Medical research is a cornerstone in enabling healthcare to offer better treatments. Everything from flu to cancer. But there is another group playing an important role in the process of developing new drugs or treatments: the patients.

Eskil Degsell is a patient relative representative at Karolinska University Hospital and on the patient side in numerous ways. He himself has chronic asthma and his wife has a malignant brain tumor. Eskil is also a member of the Swedish Brain Tumor Association and has a number of other commitments relating to patient safety and patient influence.

Necessary engagement from patients and relatives

From his perspective, he can see the opportunities that biobanks offer research and the potential for development to make better use of the resource that patients and their relatives constitute.

“I was born in 1976 and over the years I’ve followed the development of Swedish biobank data. Then there are all the medical registries. Research and healthcare are now beginning to be able to use these in earnest. I don’t think any other country has all this.”

In order to derive the maximum benefit from all this data, Eskil Degsell believes it is necessary to get patients and relatives engaged at an early stage.

“It’s partly about patients and relatives being able to act as a resource for doctors and researchers, and partly about really seeing the patients’ and relatives’ perspectives.”

Better benefits for patients and better cost efficiency

He offers the increasingly effective medications produced by research as an example.

“At the same time, we know that medication compliance often is very poor. We also know that many medications work for some patients but not for others. Many patients with brain tumors get cognitive impairments, so they might forget taking their medication. The treatment can be very expensive and effective, but if the patient doesn’t actually take the medication …”
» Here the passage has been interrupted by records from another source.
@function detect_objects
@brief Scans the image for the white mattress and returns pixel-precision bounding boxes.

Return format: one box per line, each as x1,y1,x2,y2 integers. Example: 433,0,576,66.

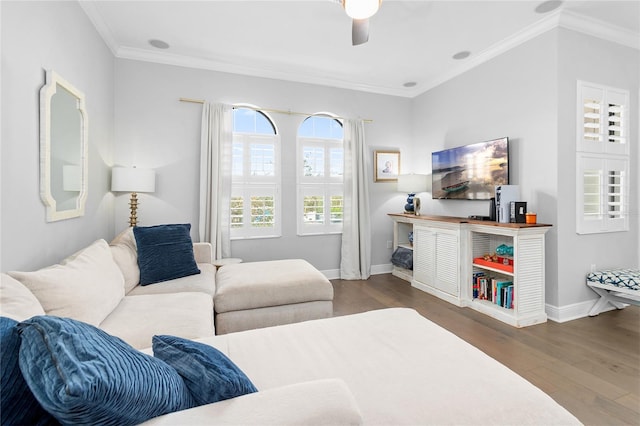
195,309,580,425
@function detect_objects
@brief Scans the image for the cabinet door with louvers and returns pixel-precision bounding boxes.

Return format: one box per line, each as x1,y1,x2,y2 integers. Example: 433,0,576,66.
414,226,460,298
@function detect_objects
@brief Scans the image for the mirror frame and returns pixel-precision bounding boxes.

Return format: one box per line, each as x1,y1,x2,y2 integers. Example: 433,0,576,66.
40,70,89,222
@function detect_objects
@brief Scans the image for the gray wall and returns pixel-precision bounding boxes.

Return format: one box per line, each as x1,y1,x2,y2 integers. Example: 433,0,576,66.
115,60,412,276
557,30,640,311
0,2,640,318
412,29,640,319
0,1,114,271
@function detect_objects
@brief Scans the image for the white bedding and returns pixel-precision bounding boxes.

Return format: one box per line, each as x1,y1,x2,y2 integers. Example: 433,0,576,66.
192,309,580,425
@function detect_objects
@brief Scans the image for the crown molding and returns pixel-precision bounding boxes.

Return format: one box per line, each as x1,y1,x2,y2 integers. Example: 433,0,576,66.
79,1,640,98
115,47,412,97
559,11,640,50
78,1,118,57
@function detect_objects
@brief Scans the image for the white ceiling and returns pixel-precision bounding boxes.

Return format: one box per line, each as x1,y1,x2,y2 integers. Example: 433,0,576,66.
80,0,640,97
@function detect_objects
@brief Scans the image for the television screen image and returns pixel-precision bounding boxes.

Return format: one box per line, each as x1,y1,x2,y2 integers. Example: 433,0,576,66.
431,137,509,200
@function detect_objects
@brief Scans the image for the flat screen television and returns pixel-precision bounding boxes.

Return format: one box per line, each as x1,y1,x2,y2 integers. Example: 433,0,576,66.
431,137,509,200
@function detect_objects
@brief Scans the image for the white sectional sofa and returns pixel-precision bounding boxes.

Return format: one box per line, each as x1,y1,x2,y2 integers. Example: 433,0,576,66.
0,230,579,425
0,230,216,349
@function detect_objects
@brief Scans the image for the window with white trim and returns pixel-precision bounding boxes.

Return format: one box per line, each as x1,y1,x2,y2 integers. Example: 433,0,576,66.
296,115,344,235
576,81,629,234
230,107,281,239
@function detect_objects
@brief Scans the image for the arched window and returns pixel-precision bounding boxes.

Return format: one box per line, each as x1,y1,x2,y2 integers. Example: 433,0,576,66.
296,114,344,235
230,107,281,239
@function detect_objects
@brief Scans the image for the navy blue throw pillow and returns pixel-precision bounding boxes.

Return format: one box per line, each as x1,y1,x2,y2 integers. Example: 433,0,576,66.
18,316,195,425
133,223,200,285
0,317,58,425
153,336,258,405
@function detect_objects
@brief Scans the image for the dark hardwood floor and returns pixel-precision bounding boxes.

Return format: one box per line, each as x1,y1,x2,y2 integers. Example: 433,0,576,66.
332,274,640,425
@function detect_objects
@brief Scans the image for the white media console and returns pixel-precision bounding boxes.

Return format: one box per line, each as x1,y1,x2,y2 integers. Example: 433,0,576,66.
389,214,551,327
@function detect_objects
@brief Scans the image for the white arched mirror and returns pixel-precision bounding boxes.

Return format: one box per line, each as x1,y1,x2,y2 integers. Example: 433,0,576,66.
40,70,88,222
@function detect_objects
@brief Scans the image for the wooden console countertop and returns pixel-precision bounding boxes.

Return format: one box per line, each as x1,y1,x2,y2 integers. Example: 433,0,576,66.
387,213,553,228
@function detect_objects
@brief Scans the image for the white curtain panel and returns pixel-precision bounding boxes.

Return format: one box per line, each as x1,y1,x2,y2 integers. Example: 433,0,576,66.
198,102,233,259
340,119,371,280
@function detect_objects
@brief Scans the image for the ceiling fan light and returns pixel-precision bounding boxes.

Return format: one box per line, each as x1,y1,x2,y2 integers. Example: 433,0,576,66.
342,0,381,19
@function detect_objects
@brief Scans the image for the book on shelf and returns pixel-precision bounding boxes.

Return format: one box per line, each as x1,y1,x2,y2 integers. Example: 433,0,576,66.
471,271,513,309
471,271,484,299
494,280,513,307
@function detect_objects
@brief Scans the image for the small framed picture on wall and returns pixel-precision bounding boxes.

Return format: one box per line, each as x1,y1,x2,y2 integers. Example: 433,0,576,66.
373,151,400,182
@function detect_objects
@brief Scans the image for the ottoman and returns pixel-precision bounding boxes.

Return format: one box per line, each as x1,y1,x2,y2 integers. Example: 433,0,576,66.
213,259,333,334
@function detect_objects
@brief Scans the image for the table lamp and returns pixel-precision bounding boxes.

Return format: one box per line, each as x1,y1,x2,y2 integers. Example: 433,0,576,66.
111,167,156,226
398,173,427,214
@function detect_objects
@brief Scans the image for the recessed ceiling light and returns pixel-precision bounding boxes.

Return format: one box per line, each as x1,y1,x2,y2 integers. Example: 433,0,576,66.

That is why he thinks it is so important to use both the biobanks and genetics to achieve better precision and better integrated feedback from patients (such as PROM in clinical routines).
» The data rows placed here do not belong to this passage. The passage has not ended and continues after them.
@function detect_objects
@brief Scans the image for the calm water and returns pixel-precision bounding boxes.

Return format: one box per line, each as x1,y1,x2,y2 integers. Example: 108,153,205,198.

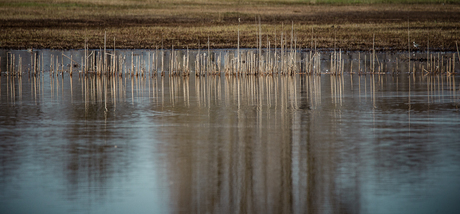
0,49,460,213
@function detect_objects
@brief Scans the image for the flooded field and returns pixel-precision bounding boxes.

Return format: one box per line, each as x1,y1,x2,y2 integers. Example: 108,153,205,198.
0,50,460,213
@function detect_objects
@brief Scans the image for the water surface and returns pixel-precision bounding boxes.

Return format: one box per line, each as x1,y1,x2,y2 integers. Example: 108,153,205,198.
0,49,460,213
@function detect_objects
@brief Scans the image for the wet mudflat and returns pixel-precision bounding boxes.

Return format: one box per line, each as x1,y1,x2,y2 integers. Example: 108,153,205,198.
0,49,460,213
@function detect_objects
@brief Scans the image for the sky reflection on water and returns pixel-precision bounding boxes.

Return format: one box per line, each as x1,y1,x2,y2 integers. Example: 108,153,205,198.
0,49,460,213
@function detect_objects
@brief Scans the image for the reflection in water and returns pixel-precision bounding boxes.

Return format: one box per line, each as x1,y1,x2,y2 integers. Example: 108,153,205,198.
0,56,460,213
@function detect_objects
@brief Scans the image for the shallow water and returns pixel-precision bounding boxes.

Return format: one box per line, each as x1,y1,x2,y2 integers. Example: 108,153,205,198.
0,49,460,213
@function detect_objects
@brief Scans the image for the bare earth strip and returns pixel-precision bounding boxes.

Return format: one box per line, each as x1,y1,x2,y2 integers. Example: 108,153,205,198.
0,0,460,51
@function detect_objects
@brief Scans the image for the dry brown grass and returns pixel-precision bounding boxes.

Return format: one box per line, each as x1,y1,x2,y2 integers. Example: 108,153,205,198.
0,0,460,50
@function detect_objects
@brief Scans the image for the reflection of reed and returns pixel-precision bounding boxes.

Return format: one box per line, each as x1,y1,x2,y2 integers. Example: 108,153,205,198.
153,76,368,213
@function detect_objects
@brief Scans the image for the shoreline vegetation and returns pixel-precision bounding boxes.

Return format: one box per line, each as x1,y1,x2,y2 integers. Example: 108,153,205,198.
0,0,460,51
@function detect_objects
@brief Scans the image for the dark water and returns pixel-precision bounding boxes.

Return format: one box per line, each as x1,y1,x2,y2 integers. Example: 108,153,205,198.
0,49,460,213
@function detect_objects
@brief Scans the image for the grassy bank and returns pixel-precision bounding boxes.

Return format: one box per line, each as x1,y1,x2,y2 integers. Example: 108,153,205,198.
0,0,460,50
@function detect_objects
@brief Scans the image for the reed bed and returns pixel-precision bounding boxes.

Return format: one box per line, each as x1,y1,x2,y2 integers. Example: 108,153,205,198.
0,24,460,77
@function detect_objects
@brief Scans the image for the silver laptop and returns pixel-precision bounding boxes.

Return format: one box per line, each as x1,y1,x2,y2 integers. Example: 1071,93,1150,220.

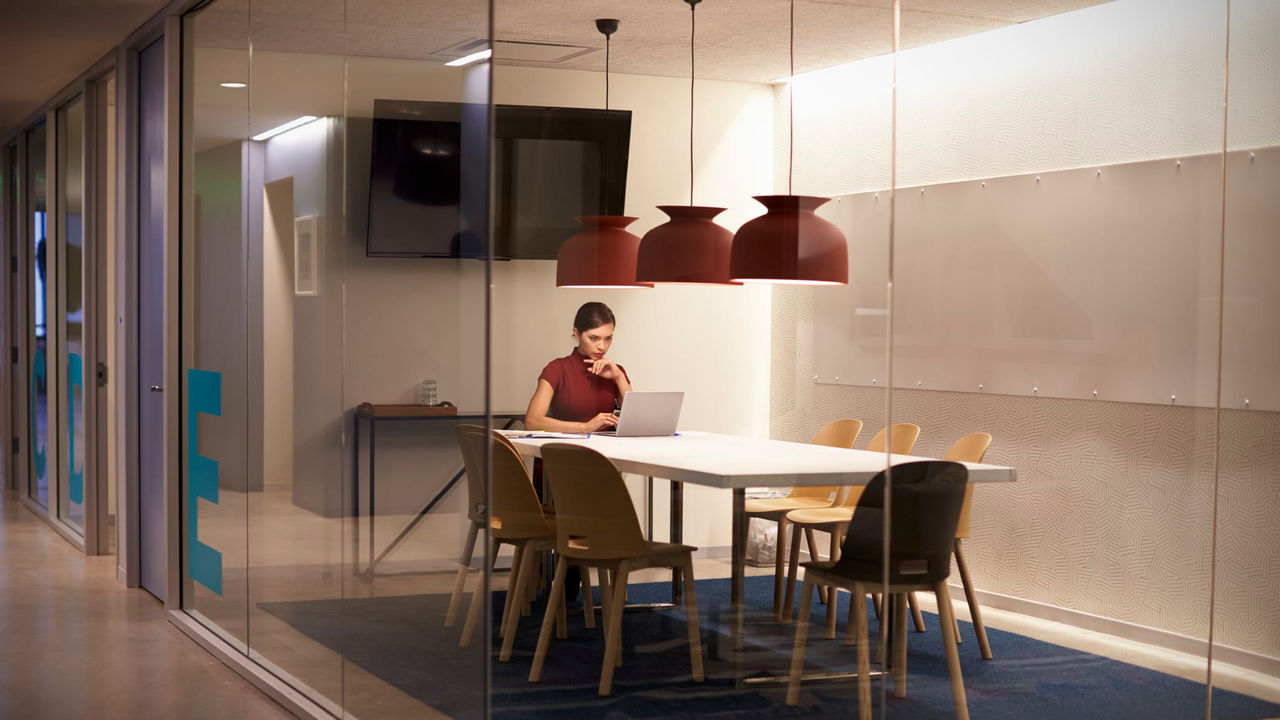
593,391,685,437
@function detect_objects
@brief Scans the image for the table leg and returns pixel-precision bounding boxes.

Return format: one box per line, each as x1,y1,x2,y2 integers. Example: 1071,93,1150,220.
369,418,378,568
644,475,653,541
730,488,746,679
351,413,360,575
668,480,685,606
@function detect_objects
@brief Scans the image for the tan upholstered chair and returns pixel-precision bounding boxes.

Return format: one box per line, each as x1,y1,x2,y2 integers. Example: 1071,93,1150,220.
782,423,920,622
942,433,991,660
529,443,703,696
787,460,969,720
445,424,581,662
746,419,863,620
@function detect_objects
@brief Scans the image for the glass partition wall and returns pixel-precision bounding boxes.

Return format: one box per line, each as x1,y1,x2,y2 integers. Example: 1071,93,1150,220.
172,0,1280,717
58,96,93,536
182,0,489,719
5,82,103,543
24,122,56,509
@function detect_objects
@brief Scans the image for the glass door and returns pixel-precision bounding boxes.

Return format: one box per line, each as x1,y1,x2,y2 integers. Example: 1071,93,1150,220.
52,96,86,536
24,122,54,509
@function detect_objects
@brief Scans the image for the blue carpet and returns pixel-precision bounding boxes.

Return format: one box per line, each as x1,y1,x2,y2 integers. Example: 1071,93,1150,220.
260,577,1280,720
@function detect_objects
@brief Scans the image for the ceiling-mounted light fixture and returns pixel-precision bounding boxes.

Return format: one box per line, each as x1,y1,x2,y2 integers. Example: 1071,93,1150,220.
253,115,320,141
636,0,740,284
444,47,493,68
556,18,653,287
730,0,849,284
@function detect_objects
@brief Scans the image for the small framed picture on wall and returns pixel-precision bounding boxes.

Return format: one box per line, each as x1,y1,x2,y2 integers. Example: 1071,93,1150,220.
293,215,320,296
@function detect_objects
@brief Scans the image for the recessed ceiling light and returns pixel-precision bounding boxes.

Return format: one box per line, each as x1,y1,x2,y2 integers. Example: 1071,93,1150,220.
444,49,493,68
253,115,317,141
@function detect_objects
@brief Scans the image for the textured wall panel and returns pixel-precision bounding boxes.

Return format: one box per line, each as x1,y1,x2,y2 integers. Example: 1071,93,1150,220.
814,147,1280,410
772,283,1280,657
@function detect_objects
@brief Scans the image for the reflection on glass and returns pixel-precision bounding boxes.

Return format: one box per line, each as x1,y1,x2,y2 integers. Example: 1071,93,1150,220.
180,4,249,653
58,97,86,533
26,122,49,507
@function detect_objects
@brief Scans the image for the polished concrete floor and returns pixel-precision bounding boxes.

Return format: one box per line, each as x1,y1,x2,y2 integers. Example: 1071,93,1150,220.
0,491,292,720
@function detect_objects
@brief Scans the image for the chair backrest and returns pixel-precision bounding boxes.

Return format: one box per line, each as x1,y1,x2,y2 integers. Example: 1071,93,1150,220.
942,433,991,538
840,423,920,507
809,418,863,448
543,443,648,560
867,423,920,455
833,460,969,584
787,418,863,500
456,425,553,538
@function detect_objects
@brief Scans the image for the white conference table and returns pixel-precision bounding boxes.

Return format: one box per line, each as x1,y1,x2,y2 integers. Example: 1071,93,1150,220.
506,430,1018,676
“There is an enormous patient benefit to be gained and we can also get more cost-effective care.”

“Everyone might have their own rare diagnosis”

Precision medicine is one of the highlighted areas made possible thanks to recent advances in research. These are tailored treatments that tell us how well a certain medication or a certain treatment are likely to work for a specific patient. The knowledge can be based on biomarkers in the patient’s tissues, on the patient’s genetic profile or, among other things, on the patient’s age and gender.

 

“Biobank samples play a key role in this, together with the patients’ own assessments of how they’re feeling and how things are going.”

He believes this to be an excellent example of how research, healthcare and related support structures need to collaborate and adapt in order for new technologies to have the best effect for patients.

“Then, for example, we can avoid patients receiving medication that has no effect other than side effects. It would be immensely fascinating if researchers could start solving that puzzle. Research would be better and we would avoid the ethical issues of giving medicine to people who only get side effects. Soon, everyone might have their own rare diagnosis.”

 Knowledgeable patients can help both healthcare and research

An additional perspective is that organized patient influence can help scientists prioritize what is actually more important to conduct research on.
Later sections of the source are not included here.